Hans-Thies Lehmann, Theaterwissenschaftler, der eine langjährige freundschaftliche Beziehung mit den Kolleg*innen und Theaterschaffenden in Japan pflegte, ist am 16. Juli 2022 im Alter von 77 Jahren in Athen verstorben.
Ich habe ihn als Magisterstudent in Tokio 1992 kennengelernt, als er anlässlich der Hamlet-Maschine-Produktion mit Josef Szeiler am Tokyo Engeki Ensemble Vorträge über Heiner Müllers und Szeilers Theaterarbeiten hielt. Ich war gleich fasziniert von seinen Ideen über das Theater, aber auch von seiner ehrlichen Art und Weise, wie er mit den Diskussionspartner*innen in/um Tokio die Meinungen austauschte.

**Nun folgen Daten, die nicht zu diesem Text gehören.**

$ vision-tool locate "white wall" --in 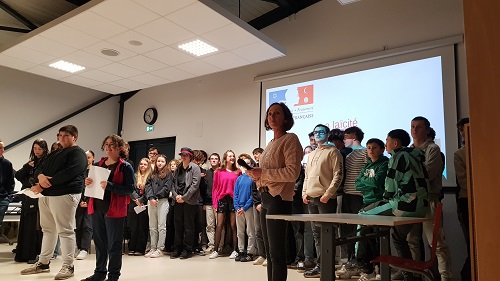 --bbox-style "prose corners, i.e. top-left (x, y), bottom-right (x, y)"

Zehn Jahre danach, im Herbst 2002, wo meine Kolleg*innen und ich die japanische Fassung seines bahnbrechenden Buches Postdramatisches Theater veröffentlichten, war Hans-Thies Lehmann in Tokio zu Gast.

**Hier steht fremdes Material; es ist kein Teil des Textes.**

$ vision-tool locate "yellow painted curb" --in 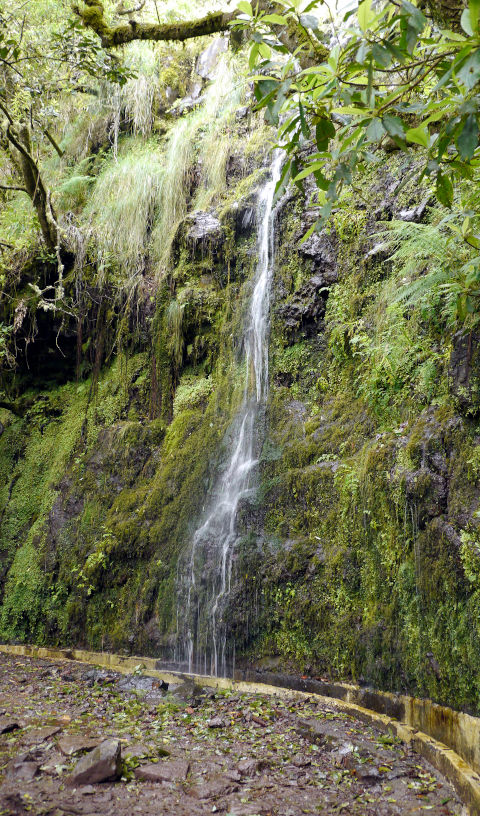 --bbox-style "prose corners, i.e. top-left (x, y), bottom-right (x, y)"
top-left (1, 643), bottom-right (479, 814)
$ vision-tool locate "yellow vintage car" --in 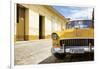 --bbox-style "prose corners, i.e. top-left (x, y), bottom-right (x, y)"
top-left (51, 20), bottom-right (94, 59)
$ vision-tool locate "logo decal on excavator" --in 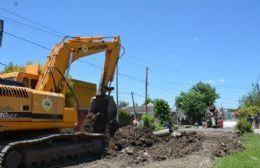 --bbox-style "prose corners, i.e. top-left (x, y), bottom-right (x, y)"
top-left (42, 97), bottom-right (53, 112)
top-left (0, 106), bottom-right (17, 119)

Ihn und seine Lebensgefährtin Eleni Varopoulou habe ich am Tokioter Flughafen begrüßt und während ihres einmonatigen Aufenthalts verschiedene Veranstaltungen an der Uni, aber auch an verschiedenen Theatern realisiert. So entstand eine einzigartige Freundschaft mit ihm. Er besuchte fast jedes Jahr Tokio und andere japanische Städte. Dabei haben wir uns fast jedes Mal schon am Flughafen getroffen, umarmt und gleich danach wie alte Freunde über bevorstehende gemeinsame Pläne gesprochen. Bei all seinen Tokio-Aufenthalten besuchten wir unzählige Theateraufführungen und diskutierten oft gleich nach den Vorstellungen mit den Theaterschaffenden am jeweiligen Ort. Mich beeindruckte seine Haltung zu den Regisseur*innen und Schauspieler*innen, die er bisher nicht kannte. Er hat sich auf jede kleine Geste oder Sprechart auf der Bühne konzentriert und versucht, darin Ansätze für produktive Fragestellungen herauszufinden. Viele seiner ideenreichen Gespräche mit mir und den hiesigen Theaterschaffenden ergaben sich aus einer unglaublich offenen Haltung zum asiatischen Theater. Diese Haltung führte zur Publikation von Theater in Japan, das Thies und ich 2009 herausgaben.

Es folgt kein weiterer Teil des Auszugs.